We can see loss on the training set has steadily improved. On the validation set its a bit more "bouncey" but then that's not a big set of images. It looks like our best performance was around 5 epochs. (Note, your results may change if you run it due to how we randomly split the data and so on). Let's see how we do on test:

In [None]:
# Evaluation on the test set
from sklearn.metrics import recall_score, accuracy_score

cnn.eval()
test_loss = 0.0
all_preds = []  # Store all predictions
all_true_labels = []  # Store all true labels

with torch.no_grad():
    for images, labels in val_loader: # Using val_loader for evaluation, consistent with training loop
        images = images.to(device)
        # Labels should be LongTensor and 1D for CrossEntropyLoss
        labels = labels.to(device)

        outputs = cnn(images)
        loss = criterion(outputs, labels)
        test_loss += loss.item()

        # For multi-class, predictions are the class with the highest logit
        predicted_labels = torch.argmax(outputs, dim=1)
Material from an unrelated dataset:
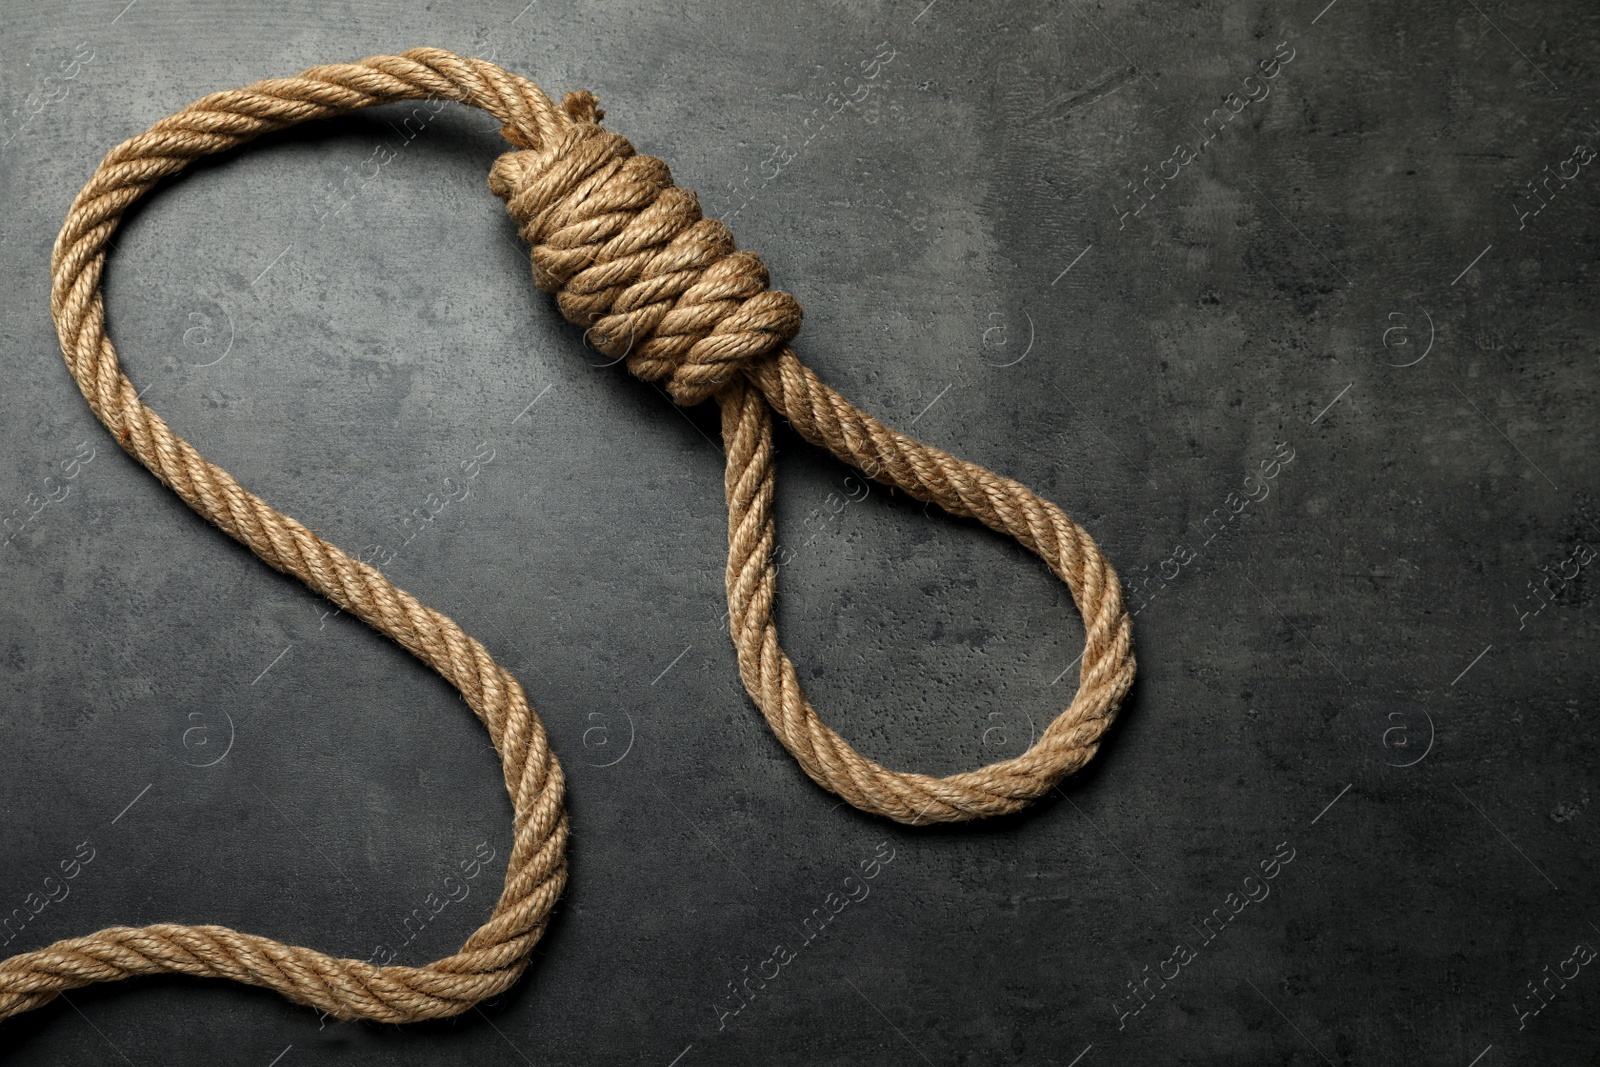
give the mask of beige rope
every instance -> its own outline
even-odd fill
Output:
[[[1016,811],[1094,755],[1133,680],[1128,616],[1111,565],[1061,510],[1027,487],[919,444],[857,410],[789,349],[800,306],[767,288],[761,260],[700,215],[665,163],[599,126],[588,93],[560,108],[532,82],[438,49],[315,67],[198,100],[109,152],[73,201],[51,257],[51,312],[89,406],[124,449],[199,514],[272,567],[393,637],[460,690],[489,729],[515,812],[494,914],[445,959],[377,967],[221,926],[111,927],[0,962],[0,1018],[64,990],[178,973],[277,990],[338,1018],[455,1015],[512,985],[566,881],[560,764],[522,686],[452,620],[274,510],[206,462],[146,406],[106,335],[101,274],[122,213],[201,156],[310,119],[396,100],[482,108],[516,151],[490,187],[533,245],[534,278],[604,352],[664,383],[680,404],[715,399],[727,446],[729,623],[739,672],[767,722],[815,781],[904,823]],[[818,717],[773,619],[773,414],[870,477],[979,519],[1039,556],[1072,591],[1087,629],[1072,704],[1027,752],[948,778],[890,771]]]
        all_preds.extend(predicted_labels.cpu().numpy())
        all_true_labels.extend(labels.cpu().numpy())

test_loss_rnd = round(test_loss / len(val_loader), 4)

# Calculate metrics for multi-class
test_accuracy = accuracy_score(all_true_labels, all_preds)
# 'weighted' accounts for class imbalance
test_recall = recall_score(all_true_labels, all_preds, average='weighted', zero_division=0)


print(f"Test Loss: {test_loss_rnd}")
print(f"Test Accuracy: {round(test_accuracy, 4)}")
print(f"Test Recall (weighted): {round(test_recall, 4)}")

How did you do? What could improve it?